Harvard University, an institution usually regarded with the highest distinction, has become the subject of the latest financial controversies after a New York Times report released Sunday questioned the university's endowment practices.
Concerns arose in 2000 when Harvard indirectly profited from Smith College's $15 million investment of its endowment with Regiment Capital Management L.L.C. -- a group supervised by a former manager of the Harvard Management Company, the non-profit organization that invests the university's $19.3 billion endowment.
Harvard has reaped financial benefits from the manager's personal financial ventures as well as from the four start-up firms founded by former employees in the past six years -- Adage, Charlesbank, Highfields and Sowood -- which each contain sums ranging from $500 million to $1.8 billion of the College's endowment.
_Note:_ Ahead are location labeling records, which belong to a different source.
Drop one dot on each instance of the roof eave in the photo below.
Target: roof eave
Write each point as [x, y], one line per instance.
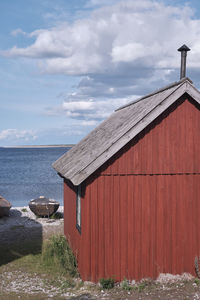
[186, 87]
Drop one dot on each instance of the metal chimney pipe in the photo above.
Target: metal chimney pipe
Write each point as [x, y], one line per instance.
[183, 49]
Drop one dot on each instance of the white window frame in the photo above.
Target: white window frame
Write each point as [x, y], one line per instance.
[78, 208]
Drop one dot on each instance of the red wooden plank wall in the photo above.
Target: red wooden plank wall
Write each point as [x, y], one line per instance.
[169, 145]
[140, 212]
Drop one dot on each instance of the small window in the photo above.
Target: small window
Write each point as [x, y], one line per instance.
[78, 208]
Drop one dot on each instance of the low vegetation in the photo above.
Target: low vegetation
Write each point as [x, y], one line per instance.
[107, 283]
[57, 254]
[29, 271]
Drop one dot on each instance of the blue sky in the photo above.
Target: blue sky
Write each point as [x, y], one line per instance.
[67, 64]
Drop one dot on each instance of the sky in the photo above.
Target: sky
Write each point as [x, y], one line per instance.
[66, 65]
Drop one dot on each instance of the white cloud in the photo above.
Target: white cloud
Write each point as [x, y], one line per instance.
[124, 32]
[18, 31]
[94, 112]
[15, 134]
[123, 49]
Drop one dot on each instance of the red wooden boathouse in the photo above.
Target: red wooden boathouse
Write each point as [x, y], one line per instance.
[132, 189]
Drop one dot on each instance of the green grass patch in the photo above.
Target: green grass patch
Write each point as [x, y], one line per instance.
[107, 283]
[56, 253]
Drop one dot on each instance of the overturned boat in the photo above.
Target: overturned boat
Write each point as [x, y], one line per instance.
[4, 207]
[43, 207]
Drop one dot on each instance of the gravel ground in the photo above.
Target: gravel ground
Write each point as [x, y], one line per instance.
[22, 224]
The Cambridge institution has not only enjoyed returns from its investments, peaking as high as 25 percent of Charlesbank's revenues, but it has also earned a portion of the fees that the groups have received from clients, including various universities such as Smith College.
Harvard Management's current president Jack R. Meyer claims that these questionable partnerships saved the University $125 million in fees.
This revenue-sharing relationship, known as "netting" by the IRS, has nevertheless sparked conflicting speculations by former federal tax experts. Some argue that Harvard is subject to a tax bill, which contains interest and penalties based on the fee income it receives from these money managers. Other experts allege that Harvard is devoid of any tax responsibility, since it did not actively participate in the firms' business with clients and because Harvard Management exists as a non-profit organization.
Harvard is not the only university that relies on outside organizations to handle its funds. Dartmouth uses similar management firms.
"Part of our investment is under private equity management like that and we do research with different investment opportunities," said Adam Keller, Dartmouth's executive vice president for finance and administration.
Like Harvard, Dartmouth uses different money management groups due to the endowment's large size. "Different groups specialize in different areas," Keller said. "Some specialize in real estate, some specialize in buying companies that go out of business, and some specialize in investing in new start-up companies."
Although it has fiscal ties with several colleges, Harvard has not dipped into Dartmouth's endowment.
"Harvard has a lot more groups to invest their money in," Keller said. "Harvard may choose 200 different managers, and we use some of the same ones, but not those five."
The College's endowment was the only university endowment in the Ivy League to lose market value and "go negative" in 2003, triggering cuts in departments across campus.
"We declined a number of years ago, but in the past year there have been positive returns," Keller said. "For the first three-quarters of the year it has been up 16 percent."